Faut-il en finir avec les catégories genrées dans les prix musicaux ?

“Meilleur artiste masculin”, “Meilleure artiste féminine”... Ces expressions sont communes aux Victoires de la musique et autres cérémonies honorant les musiciens. Petit à petit, ces classifications tendent à disparaître pour permettre à tous les artistes d’être mis au même niveau.
  • Contrairement aux cérémonies récompensant les films ou les séries, celles de la musique ont décidé d’attribuer des genres à certaines de leurs catégories. Ce procédé est explicable lorsque l’on parle de sport, mais il l’est beaucoup moins quand il s’agit d’art. En quoi un morceau interprété par une femme est-il différent d’un morceau interprété par un homme ? Et pourquoi ces genres doivent-ils être mis dans des cases chacun de leur côté ? Les Brits Awards, cérémonie concernant uniquement les musiciens britanniques, ont tout simplement décidé de supprimer les catégories genrées pour leur édition de 2022. 

    Sam Smith - chanteur anglais aux 30 millions d’albums vendus - a poussé un coup de gueule sur Twitter contre les Brits Awards il y a six mois. “La musique a toujours été synonyme d’unification et pas de division. Célébrons tout le monde, sans distinction de sexe, de race, de capacité, de sexualité ou de classe.” Il faut croire que son message est bien passé, puisqu’à l’approche de la prochaine cérémonie britannique, cette dernière a annoncé la fin des catégories par sexe. Il n’y aura plus de “meilleur artiste masculin” ou “meilleur artiste féminin, mais juste “meilleur artiste”. Le président de la cérémonie anglaise des Brit Awards, Tom March, s’est exprimé sur le sujet : “Il est important que les Brits continuent d'évoluer et visent à être aussi inclusifs que possible. C'est tout à fait le bon moment pour célébrer les artistes pour la musique qu'ils créent, indépendamment de leur sexe.

    En 2015, Christine and the Queens a remporté le prix de l’artiste féminine aux Victoires de la musique. Pourtant, Christine s’identifie en tant que genderqueer, un terme qu’elle définit comme “quelqu'un qui bouleverse les normes de genre et ne s'identifie à aucun des deux genres.” Cela fait 36 ans que la cérémonie française existe et les catégories “artiste féminine” et “artiste masculin de l’année” sont présentes depuis autant de temps. Alors que de l’autre côté de l’Atlantique, les Grammy ont supprimé ces classifications depuis 2011, la France n’avance pas dans ce sens. Mais en 2020, les Victoires ont décidé de retirer les genres… musicaux. L’annonce d’une catégorie “album de l’année” regroupant tous les styles de musique a fait grincer des dents chez certains, notamment sur les inégales nominations entre hommes et femmes. Le président de la cérémonie, Romain Vivien, a répondu : “Ce manque de diversité, il va falloir y travailler.” Presque deux ans plus tard, rien n’a changé.

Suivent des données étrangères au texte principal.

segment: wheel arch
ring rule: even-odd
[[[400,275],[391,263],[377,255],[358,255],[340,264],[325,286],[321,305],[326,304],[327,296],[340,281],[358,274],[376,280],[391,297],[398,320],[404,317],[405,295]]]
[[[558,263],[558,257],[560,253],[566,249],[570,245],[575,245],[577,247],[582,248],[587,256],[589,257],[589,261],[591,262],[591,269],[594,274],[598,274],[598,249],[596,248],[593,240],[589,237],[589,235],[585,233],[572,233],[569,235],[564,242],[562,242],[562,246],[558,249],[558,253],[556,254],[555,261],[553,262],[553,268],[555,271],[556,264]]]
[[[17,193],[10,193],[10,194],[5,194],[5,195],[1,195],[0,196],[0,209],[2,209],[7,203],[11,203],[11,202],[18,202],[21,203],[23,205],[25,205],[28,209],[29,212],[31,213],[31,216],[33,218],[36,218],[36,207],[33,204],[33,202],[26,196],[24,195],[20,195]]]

    Les Grammy Awards ont cessé d’attribuer des genres à leurs nominations dès 2011. Ils sont les premiers parmi les compétitions musicales importantes à avoir franchi ce pas, suivi désormais par les Brits Awards, mais aussi les ARIA Music Awards australiens depuis peu. En France, personne ne s’est encore exprimé quant à une possible suppression des catégories genrées, mais au vu de ce qu’il se passe dans les autres pays, une mutation semble inévitable.

    Il existe une limite à cette nouvelle disposition. Depuis que les genres ont disparu des nominations aux Grammy, 91% des nominations ont été attribuées à des hommes, entre 2013 et 2018. Le fait d’enlever les genres de certaines catégories a pour but de mettre n’importe quel artiste au même niveau qu’un autre, qu’il s’agisse d’un homme, d’une femme ou de quelqu’un qui ne veut être rangé dans aucune de ces deux cases. Mais en faisant cela, les femmes sont susceptibles d’être encore moins représentées et de remporter encore moins de prix que la gent masculine.